Publication year - 2012
Publication title -
diseases of the esophagus
Language(s) - English
Resource type - Journals
SCImago Journal Rank - 1.115
H-Index - 63
eISSN - 1442-2050
pISSN - 1120-8694
DOI - 10.1111/j.1442-2050.2011.01247.x
Subject(s) - anastomosis , medicine , vascular endothelial growth factor , neovascularization , wound healing , angiogenesis , genetic enhancement , pathology , surgery , vegf receptors , biology , gene , biochemistry
SUMMARY Proper anastomotic healing is dependent upon many factors including adequate blood flow to healing tissue. The aim of this study was to investigate the impact of vascular endothelial growth factor (VEGF 165 ) transfection on anastomotic healing in an ischemic gastrointestinal anastomosis model. Utilizing an established opossum model of esophagogastrectomy followed by esophageal–gastric anastomosis, the gastric fundus was transfected with recombinant human vascular endothelial growth factor via direct injection of a plasmid‐based nonviral delivery system. Twenty‐nine animals were divided into three groups: two concentrations of VEGF and a control group. Outcomes included VEGF mRNA transcript levels, neovascularization, tissue blood flow, and anastomotic bursting pressure.

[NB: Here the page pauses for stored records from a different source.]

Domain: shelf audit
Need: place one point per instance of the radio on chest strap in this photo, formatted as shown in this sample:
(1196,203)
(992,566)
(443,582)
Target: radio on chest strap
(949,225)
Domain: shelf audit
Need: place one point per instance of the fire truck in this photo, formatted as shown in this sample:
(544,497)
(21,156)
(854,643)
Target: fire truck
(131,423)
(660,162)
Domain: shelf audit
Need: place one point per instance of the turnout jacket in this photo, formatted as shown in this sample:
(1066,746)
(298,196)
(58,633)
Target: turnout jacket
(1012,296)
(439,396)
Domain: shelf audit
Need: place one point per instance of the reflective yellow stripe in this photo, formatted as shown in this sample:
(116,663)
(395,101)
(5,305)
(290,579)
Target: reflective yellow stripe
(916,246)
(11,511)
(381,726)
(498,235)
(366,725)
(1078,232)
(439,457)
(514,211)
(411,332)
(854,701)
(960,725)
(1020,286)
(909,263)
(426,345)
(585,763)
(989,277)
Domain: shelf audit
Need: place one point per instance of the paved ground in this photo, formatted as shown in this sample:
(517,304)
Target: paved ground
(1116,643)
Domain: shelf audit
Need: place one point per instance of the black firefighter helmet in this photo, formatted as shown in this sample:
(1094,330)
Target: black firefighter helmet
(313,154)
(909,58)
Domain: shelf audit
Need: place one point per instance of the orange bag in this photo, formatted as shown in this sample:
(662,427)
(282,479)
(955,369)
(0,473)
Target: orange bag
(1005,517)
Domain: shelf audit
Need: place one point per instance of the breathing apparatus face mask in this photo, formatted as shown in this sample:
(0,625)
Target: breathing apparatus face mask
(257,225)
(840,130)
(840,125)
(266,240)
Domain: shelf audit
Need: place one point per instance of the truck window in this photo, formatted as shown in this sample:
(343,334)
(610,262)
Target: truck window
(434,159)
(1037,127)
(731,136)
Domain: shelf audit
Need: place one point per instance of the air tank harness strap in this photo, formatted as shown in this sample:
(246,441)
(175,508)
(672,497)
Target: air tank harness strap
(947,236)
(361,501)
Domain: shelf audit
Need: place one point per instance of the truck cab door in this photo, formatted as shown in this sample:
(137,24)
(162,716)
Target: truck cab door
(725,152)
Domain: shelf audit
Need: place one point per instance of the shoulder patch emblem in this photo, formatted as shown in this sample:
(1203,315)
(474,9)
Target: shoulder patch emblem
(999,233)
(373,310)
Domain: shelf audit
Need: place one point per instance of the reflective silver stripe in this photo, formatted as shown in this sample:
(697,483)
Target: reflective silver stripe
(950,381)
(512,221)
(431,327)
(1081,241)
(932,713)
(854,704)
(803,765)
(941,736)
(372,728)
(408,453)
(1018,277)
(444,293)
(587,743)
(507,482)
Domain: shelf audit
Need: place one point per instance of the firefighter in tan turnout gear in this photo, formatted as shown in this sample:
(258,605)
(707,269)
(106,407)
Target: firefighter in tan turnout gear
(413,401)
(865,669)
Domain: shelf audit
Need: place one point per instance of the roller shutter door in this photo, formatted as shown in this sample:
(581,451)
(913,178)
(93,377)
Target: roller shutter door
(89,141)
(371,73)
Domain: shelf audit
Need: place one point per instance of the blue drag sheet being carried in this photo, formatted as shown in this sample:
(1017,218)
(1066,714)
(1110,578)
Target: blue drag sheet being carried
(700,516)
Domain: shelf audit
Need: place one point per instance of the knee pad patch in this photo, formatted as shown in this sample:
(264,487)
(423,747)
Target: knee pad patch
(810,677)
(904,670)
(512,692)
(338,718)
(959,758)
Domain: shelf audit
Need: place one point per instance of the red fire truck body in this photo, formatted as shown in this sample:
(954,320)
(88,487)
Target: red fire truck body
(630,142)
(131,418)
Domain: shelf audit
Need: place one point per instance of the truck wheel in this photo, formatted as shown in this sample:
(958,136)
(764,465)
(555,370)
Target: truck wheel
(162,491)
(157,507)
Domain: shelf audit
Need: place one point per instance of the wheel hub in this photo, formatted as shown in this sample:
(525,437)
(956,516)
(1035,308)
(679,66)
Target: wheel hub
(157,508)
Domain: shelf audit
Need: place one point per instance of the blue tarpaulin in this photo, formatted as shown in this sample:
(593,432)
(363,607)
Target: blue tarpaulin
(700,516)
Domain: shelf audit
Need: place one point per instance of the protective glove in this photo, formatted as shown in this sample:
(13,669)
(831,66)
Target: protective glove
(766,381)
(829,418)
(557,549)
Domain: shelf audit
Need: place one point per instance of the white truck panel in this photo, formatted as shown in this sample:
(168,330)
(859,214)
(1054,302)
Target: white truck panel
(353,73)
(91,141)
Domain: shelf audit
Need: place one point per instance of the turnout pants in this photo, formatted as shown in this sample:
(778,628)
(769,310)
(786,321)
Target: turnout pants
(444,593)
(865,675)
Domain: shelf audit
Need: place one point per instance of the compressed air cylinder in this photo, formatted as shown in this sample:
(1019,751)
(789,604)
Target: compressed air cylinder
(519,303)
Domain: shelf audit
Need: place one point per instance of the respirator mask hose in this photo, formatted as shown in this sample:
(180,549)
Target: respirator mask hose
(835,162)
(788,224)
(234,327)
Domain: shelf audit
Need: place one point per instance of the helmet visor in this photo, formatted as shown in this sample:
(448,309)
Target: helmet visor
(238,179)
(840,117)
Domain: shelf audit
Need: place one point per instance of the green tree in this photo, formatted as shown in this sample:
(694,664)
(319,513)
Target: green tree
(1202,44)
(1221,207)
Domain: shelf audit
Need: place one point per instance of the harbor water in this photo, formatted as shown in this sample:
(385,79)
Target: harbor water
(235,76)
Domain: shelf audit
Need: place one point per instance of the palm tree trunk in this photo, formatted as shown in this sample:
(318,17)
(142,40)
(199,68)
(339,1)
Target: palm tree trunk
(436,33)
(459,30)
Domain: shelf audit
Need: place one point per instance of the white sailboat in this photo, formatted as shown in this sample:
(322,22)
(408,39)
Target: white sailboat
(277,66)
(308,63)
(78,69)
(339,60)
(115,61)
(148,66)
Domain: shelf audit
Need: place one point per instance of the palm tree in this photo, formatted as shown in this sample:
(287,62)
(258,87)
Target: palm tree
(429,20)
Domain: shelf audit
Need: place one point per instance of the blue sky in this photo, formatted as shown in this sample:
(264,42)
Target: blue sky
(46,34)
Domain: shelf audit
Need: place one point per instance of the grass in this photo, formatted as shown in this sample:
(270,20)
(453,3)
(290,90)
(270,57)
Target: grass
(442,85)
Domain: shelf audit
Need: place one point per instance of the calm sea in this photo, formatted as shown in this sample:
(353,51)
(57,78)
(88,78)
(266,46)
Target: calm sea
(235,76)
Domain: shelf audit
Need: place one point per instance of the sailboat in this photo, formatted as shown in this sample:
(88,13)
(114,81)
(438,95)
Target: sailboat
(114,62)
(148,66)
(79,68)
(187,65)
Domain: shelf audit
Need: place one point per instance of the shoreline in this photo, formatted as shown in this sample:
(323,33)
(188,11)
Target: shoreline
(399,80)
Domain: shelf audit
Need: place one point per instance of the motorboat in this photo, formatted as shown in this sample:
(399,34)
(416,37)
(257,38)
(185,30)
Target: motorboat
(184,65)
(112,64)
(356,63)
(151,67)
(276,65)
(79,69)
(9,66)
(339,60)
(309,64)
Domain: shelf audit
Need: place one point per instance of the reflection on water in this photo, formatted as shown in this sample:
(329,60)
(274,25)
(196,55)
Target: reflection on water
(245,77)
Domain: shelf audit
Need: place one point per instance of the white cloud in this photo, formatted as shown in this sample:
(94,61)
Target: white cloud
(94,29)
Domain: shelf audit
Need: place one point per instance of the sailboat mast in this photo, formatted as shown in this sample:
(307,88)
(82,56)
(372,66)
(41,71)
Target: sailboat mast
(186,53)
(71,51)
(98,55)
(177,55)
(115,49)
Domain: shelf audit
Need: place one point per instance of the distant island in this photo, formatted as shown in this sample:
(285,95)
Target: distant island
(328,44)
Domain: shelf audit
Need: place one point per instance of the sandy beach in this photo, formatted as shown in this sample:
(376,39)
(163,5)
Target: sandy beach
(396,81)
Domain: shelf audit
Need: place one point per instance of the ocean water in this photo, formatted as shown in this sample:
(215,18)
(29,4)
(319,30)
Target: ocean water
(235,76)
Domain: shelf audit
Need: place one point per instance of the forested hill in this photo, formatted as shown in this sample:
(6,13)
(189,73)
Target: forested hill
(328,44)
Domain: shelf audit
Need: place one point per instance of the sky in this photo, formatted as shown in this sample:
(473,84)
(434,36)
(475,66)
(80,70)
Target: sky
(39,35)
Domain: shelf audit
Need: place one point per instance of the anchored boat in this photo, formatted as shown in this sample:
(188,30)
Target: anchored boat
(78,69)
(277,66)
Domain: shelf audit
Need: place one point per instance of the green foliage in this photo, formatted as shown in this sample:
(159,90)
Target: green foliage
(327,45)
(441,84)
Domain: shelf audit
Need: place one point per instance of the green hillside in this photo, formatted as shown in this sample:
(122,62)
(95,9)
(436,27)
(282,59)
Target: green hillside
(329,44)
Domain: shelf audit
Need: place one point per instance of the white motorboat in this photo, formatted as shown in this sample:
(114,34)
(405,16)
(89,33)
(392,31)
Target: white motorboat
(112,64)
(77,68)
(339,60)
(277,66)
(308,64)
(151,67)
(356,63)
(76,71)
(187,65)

To determine whether local injection resulted in a systemic effect, distant tissues were evaluated for VEGF transcript levels. Successful gene transfection was demonstrated by quantitative polymerase chain reaction analysis of anastomotic tissue, with significantly higher VEGF mRNA expression in treated animals compared to controls. At the gastric side of the anastomosis, there was significantly increased neovascularization, blood flow, and bursting pressure in experimental animals compared to controls. There were no differences in outcome measures between low‐ and high‐dose VEGF groups; however, the high‐dose group demonstrated increased VEGF mRNA expression across the anastomosis. VEGF production was not increased at distant sites in treated animals. In this animal model, VEGF gene therapy increased VEGF transcription at a healing gastrointestinal anastomosis without systemic VEGF upregulation. This treatment led to improved healing and strength of the acutely ischemic anastomosis. These findings suggest that VEGF gene therapy has the potential to reduce anastomotic morbidity and improve surgical outcomes in a wide array of patients.